And Employees Want to Be Better, Too
Training also includes “upskilling” current staff. Employees want to know that they are working for a company doing meaningful work, and that they are making meaningful contributions to that work. This is also part of the career development they need. Employee “upskilling” is training that enhances an employee’s current skillset and is great way to encourage retention. It keeps your workforce sustainable and boosts morale with employees who know that you are investing in them. While this is an investment, it also saves money when compared with the cost of recruiting and onboarding that employee’s replacement if they leave because they’ve gone stagnant or ignored. Identify the training opportunities for your staff so that they can really excel.
First Steps
Work on your compliance calendar for 2023 to make sure you have all your basic needs covered.
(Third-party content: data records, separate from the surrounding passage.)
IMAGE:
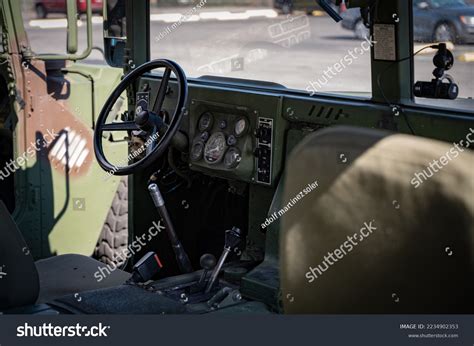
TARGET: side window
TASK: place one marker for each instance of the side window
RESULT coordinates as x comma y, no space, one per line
450,22
45,24
289,42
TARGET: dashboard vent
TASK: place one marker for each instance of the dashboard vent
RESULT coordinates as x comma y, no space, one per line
327,113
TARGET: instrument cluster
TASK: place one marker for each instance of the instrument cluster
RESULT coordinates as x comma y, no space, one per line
222,141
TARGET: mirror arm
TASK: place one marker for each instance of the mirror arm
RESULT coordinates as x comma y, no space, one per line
73,57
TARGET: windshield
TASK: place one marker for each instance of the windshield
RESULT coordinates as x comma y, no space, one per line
291,43
447,3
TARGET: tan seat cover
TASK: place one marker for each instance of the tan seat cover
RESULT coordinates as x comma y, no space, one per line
420,257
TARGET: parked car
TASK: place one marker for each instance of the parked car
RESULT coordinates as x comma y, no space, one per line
308,6
434,20
44,7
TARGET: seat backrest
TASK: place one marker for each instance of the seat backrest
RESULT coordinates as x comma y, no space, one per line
384,231
19,282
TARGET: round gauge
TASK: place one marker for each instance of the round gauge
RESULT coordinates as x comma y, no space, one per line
215,148
206,121
232,157
222,124
240,127
197,150
231,140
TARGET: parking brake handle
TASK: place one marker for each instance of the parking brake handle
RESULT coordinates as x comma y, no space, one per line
182,258
232,239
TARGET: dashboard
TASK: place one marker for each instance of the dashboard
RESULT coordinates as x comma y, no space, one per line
230,141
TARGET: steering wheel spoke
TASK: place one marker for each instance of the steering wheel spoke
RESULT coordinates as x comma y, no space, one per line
122,126
160,97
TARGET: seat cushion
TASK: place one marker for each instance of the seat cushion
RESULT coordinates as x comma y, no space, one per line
19,283
411,229
69,274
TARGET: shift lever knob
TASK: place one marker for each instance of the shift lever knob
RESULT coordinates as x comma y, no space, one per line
232,238
207,261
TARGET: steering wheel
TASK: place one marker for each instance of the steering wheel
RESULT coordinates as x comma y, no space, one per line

If that seems overwhelming, or you aren’t even sure where to start, it’s a great opportunity to bring in your friends at HR Affiliates to do an assessment and help you prepare a project plan to get you where you need to be.
Identify training opportunities for managers. We all need it – no matter how experienced we are or what great feedback we might already get from our team. There’s always opportunity to be better. However, I would venture to say that many managers have not been able to keep up with the evolving mental health support needs of the workforce. Help them get the skills they need to be excellent managers.
Identify development opportunities for staff. How can they go from good to great? Who are your superstars in training? They are waiting to do wonderful things for your company – give them the tools!